Comparison of Approaches
We have covered two different approaches to solving this PayPal data scientist interview question but can it be that one of the approaches is better than the other? Speaking about performance and efficiency, the first solution had 3 queries compared to only two in the second solution. But at the same time, the second solution used the HAVING clause which is generally less efficient and slower than a WHERE clause. But then the first solution had two different WHERE clauses. So when it comes to efficiency, computing time and the memory needed, the two solutions are very similar to each other and should have very similar performance on large datasets.
However, if you’re at a job interview, you will probably want to use the second approach. That’s mostly because it’s a bit more advanced - it implements the not so common HAVING clause and we merge the two datasets using JOIN. On the other hand, the first solution uses only the most basic SQL and so it can hardly be used to show off your skills at an interview. The second solution is also a bit more elegant since we only have 2 queries instead of 3 nested ones.
Also, check out our data science interview questions guide that includes 900+ real interview questions from 80 different companies.

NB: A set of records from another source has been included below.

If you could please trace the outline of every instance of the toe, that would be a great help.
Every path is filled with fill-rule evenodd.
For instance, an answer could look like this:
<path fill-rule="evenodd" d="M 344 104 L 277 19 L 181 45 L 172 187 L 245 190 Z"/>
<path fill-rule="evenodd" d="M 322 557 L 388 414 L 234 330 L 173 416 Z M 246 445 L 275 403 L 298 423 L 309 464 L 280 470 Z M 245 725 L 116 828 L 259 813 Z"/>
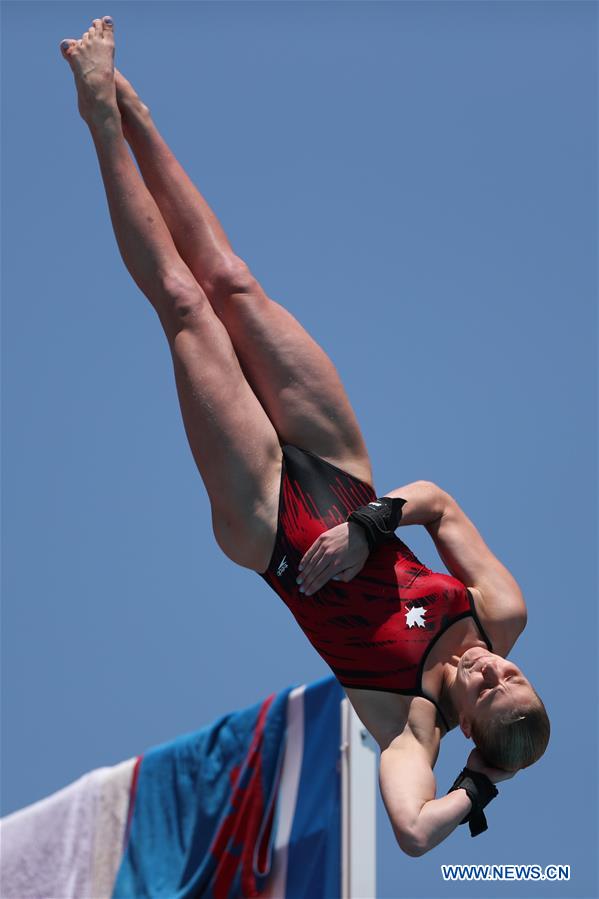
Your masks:
<path fill-rule="evenodd" d="M 76 43 L 77 41 L 71 37 L 65 38 L 64 41 L 61 41 L 60 52 L 62 53 L 62 55 L 68 58 L 69 50 L 71 49 L 71 47 L 74 47 Z"/>
<path fill-rule="evenodd" d="M 95 31 L 96 34 L 102 34 L 102 19 L 94 19 L 92 22 L 92 27 L 90 31 Z"/>
<path fill-rule="evenodd" d="M 114 28 L 114 22 L 111 16 L 104 16 L 102 22 L 104 23 L 104 28 L 107 31 L 112 31 L 112 29 Z"/>

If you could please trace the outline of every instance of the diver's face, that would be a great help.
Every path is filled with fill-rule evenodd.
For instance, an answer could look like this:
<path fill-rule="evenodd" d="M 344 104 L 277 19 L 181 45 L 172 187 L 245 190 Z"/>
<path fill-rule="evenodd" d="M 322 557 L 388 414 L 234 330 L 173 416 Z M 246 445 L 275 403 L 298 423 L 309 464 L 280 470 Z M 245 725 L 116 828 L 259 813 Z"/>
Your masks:
<path fill-rule="evenodd" d="M 460 718 L 494 716 L 517 705 L 527 705 L 534 691 L 517 665 L 480 646 L 467 649 L 458 662 L 455 686 Z"/>

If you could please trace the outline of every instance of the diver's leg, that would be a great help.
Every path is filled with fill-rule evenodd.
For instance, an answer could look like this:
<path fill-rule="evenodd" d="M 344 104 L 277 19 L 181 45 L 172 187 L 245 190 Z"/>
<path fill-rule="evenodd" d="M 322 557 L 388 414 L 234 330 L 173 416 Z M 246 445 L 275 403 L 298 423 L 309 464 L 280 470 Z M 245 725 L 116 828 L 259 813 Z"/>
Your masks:
<path fill-rule="evenodd" d="M 234 561 L 263 571 L 277 522 L 282 463 L 276 432 L 129 155 L 116 103 L 112 28 L 96 19 L 81 41 L 63 42 L 61 49 L 96 147 L 121 255 L 170 345 L 185 429 L 210 498 L 216 538 Z"/>
<path fill-rule="evenodd" d="M 116 74 L 123 129 L 182 258 L 203 287 L 283 443 L 372 481 L 368 452 L 335 366 L 233 252 L 216 216 L 160 136 L 148 107 Z"/>

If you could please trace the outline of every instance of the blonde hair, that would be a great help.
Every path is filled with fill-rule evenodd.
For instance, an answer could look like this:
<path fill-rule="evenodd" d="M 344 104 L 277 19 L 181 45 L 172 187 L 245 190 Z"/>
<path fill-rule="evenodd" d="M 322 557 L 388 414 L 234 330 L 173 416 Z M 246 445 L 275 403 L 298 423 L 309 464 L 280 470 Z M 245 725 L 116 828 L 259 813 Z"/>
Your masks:
<path fill-rule="evenodd" d="M 541 697 L 487 720 L 472 721 L 472 739 L 487 765 L 519 771 L 538 761 L 547 748 L 551 725 Z"/>

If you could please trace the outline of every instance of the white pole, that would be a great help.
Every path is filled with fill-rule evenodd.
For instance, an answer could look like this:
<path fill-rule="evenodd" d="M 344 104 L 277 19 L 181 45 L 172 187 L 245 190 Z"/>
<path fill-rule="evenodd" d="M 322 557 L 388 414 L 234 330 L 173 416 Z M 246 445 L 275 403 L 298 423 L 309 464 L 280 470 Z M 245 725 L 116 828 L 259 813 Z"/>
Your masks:
<path fill-rule="evenodd" d="M 341 896 L 376 899 L 377 746 L 341 701 Z"/>

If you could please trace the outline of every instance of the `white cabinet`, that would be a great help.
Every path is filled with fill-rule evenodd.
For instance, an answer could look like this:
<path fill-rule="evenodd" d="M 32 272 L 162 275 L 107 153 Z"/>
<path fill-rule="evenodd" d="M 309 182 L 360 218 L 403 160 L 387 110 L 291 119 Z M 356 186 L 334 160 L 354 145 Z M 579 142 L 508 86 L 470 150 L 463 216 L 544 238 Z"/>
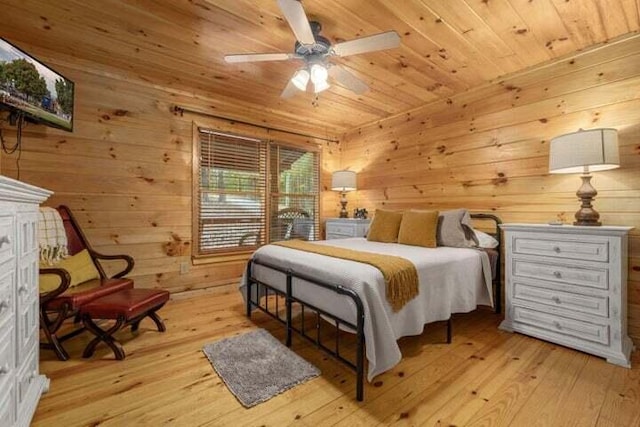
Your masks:
<path fill-rule="evenodd" d="M 364 237 L 369 229 L 368 219 L 331 218 L 325 224 L 327 240 L 345 239 L 348 237 Z"/>
<path fill-rule="evenodd" d="M 630 366 L 627 240 L 632 227 L 503 224 L 501 329 Z"/>
<path fill-rule="evenodd" d="M 0 176 L 0 426 L 28 426 L 38 371 L 38 205 L 51 192 Z"/>

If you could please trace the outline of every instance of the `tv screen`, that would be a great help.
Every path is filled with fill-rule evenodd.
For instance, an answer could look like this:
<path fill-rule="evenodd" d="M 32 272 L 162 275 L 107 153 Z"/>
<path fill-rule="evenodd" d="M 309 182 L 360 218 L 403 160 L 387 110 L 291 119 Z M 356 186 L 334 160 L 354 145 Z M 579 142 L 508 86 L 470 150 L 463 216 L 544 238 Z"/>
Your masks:
<path fill-rule="evenodd" d="M 73 82 L 0 38 L 0 106 L 73 130 Z"/>

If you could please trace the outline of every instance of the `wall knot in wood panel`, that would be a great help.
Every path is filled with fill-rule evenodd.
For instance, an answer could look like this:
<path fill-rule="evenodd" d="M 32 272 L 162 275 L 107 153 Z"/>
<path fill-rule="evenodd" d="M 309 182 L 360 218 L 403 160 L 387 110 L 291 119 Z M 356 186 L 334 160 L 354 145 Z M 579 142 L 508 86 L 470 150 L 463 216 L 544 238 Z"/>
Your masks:
<path fill-rule="evenodd" d="M 171 234 L 171 241 L 163 243 L 162 249 L 167 256 L 185 256 L 190 253 L 191 243 L 183 241 L 180 236 L 175 233 Z"/>
<path fill-rule="evenodd" d="M 506 184 L 507 181 L 508 181 L 508 178 L 504 175 L 504 173 L 499 172 L 498 173 L 498 177 L 497 178 L 493 178 L 491 180 L 491 183 L 493 185 L 503 185 L 503 184 Z"/>

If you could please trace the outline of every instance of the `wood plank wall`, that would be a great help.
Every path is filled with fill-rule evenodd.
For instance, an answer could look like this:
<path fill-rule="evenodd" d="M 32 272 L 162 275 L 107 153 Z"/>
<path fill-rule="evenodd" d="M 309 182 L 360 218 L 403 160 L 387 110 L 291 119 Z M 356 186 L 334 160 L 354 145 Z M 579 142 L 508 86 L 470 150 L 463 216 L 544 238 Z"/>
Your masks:
<path fill-rule="evenodd" d="M 619 130 L 621 167 L 595 173 L 604 224 L 629 225 L 629 325 L 640 343 L 640 36 L 371 123 L 343 139 L 358 172 L 349 206 L 494 212 L 505 222 L 573 220 L 578 175 L 549 175 L 549 140 Z"/>
<path fill-rule="evenodd" d="M 191 265 L 193 121 L 245 135 L 321 144 L 324 188 L 337 169 L 337 143 L 268 133 L 193 114 L 180 116 L 171 107 L 179 104 L 274 127 L 291 126 L 268 112 L 104 75 L 98 64 L 66 63 L 54 52 L 32 51 L 75 82 L 75 129 L 68 133 L 27 125 L 20 180 L 53 190 L 46 204 L 70 206 L 95 249 L 132 255 L 137 287 L 162 287 L 174 293 L 215 291 L 237 283 L 242 274 L 244 262 Z M 6 122 L 0 126 L 11 145 L 15 129 Z M 324 132 L 320 136 L 332 137 Z M 16 160 L 17 154 L 2 155 L 3 175 L 17 177 Z M 335 216 L 338 205 L 335 193 L 323 191 L 323 217 Z M 183 263 L 189 266 L 186 274 L 180 274 Z"/>

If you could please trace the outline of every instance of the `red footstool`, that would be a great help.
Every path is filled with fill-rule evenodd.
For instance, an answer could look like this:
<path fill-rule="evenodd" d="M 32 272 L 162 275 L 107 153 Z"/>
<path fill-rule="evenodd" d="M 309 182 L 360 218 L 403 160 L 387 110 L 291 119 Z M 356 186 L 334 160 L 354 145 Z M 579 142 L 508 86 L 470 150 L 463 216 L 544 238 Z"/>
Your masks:
<path fill-rule="evenodd" d="M 116 356 L 124 359 L 122 345 L 113 338 L 113 334 L 121 328 L 131 325 L 131 331 L 138 330 L 140 321 L 150 317 L 158 327 L 158 331 L 166 331 L 162 319 L 156 311 L 169 301 L 169 291 L 162 289 L 124 289 L 119 292 L 97 298 L 80 307 L 80 316 L 84 326 L 96 337 L 84 349 L 82 357 L 91 357 L 96 346 L 104 341 Z M 108 330 L 95 324 L 96 319 L 111 319 L 116 323 Z"/>

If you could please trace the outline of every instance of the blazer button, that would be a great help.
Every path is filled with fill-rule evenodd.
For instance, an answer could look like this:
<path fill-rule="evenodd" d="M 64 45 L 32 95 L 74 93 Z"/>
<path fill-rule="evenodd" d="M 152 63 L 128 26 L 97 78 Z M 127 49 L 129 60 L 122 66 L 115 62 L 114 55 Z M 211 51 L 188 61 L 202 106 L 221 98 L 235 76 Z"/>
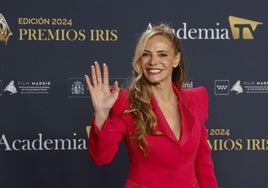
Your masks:
<path fill-rule="evenodd" d="M 175 170 L 168 171 L 168 176 L 169 177 L 175 177 L 176 176 L 176 171 Z"/>

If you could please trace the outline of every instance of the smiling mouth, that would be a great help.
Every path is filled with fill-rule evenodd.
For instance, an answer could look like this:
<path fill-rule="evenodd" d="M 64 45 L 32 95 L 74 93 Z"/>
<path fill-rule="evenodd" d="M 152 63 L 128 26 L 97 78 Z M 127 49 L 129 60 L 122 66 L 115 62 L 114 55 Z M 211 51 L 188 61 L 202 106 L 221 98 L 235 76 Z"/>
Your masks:
<path fill-rule="evenodd" d="M 149 73 L 156 74 L 156 73 L 160 73 L 162 70 L 161 69 L 147 69 L 147 71 Z"/>

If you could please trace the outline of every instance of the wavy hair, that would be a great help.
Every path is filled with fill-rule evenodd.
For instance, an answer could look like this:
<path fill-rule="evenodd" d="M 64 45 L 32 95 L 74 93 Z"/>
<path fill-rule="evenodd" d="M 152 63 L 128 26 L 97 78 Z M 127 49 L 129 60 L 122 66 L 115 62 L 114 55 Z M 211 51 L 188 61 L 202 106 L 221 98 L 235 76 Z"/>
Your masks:
<path fill-rule="evenodd" d="M 160 24 L 144 31 L 140 36 L 135 55 L 132 61 L 133 78 L 129 87 L 130 110 L 127 113 L 132 113 L 136 130 L 130 137 L 131 143 L 137 143 L 140 150 L 145 156 L 149 151 L 149 145 L 146 142 L 146 136 L 159 135 L 160 132 L 155 130 L 157 118 L 151 107 L 151 87 L 149 81 L 145 78 L 141 68 L 141 57 L 144 52 L 145 45 L 151 37 L 161 35 L 167 38 L 174 48 L 175 54 L 181 53 L 179 66 L 173 69 L 172 82 L 179 88 L 182 87 L 185 79 L 185 64 L 182 57 L 182 50 L 179 39 L 169 25 Z"/>

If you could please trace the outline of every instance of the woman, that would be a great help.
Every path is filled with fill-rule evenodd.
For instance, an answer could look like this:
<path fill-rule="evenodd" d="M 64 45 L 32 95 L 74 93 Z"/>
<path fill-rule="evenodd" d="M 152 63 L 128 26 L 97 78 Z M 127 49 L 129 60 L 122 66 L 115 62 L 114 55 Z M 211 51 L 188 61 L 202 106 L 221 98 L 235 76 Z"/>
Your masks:
<path fill-rule="evenodd" d="M 85 76 L 94 108 L 89 154 L 110 163 L 124 139 L 130 158 L 125 188 L 217 188 L 207 144 L 208 95 L 182 89 L 185 66 L 177 36 L 161 24 L 140 37 L 128 90 L 109 88 L 108 67 Z"/>

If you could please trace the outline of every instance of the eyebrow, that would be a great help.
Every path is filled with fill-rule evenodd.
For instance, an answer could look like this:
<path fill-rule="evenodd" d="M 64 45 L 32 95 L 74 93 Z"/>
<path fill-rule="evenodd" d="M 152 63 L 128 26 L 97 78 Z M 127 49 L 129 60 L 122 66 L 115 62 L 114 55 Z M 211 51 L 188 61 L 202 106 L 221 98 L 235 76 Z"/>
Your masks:
<path fill-rule="evenodd" d="M 151 51 L 149 51 L 149 50 L 144 50 L 144 52 L 149 52 L 149 53 L 151 53 Z M 166 50 L 158 50 L 157 51 L 157 53 L 168 53 Z"/>
<path fill-rule="evenodd" d="M 168 53 L 166 50 L 158 50 L 157 53 Z"/>

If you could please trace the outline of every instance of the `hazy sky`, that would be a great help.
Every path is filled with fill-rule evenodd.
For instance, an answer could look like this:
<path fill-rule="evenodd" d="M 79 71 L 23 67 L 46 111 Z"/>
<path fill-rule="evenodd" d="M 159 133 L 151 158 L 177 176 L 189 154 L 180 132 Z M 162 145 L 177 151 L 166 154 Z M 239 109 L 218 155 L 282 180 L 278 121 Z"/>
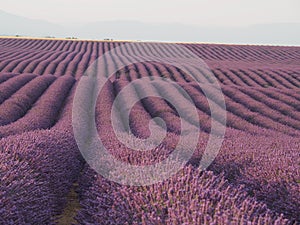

In this article, we have discovered two different ways for solving only one interview question. But even though we have seen only these two approaches, it doesn’t mean that you won’t be able to find any more. Our advice is to practice answering the interview questions on the StrataScratch platform by constructing solutions to them but always try to think of other ways to solve them, maybe you’ll come up with a more efficient or more elaborate approach.
And lastly, don’t forget to stick to the framework for solving any data science problems that we discussed in the beginning, it will make your interviews and your life much easier. Once again, you start by examining and understanding the data, you then formulate your approach - the few general steps required to solve the problem. Finally and based on these two, you can write your code step by step.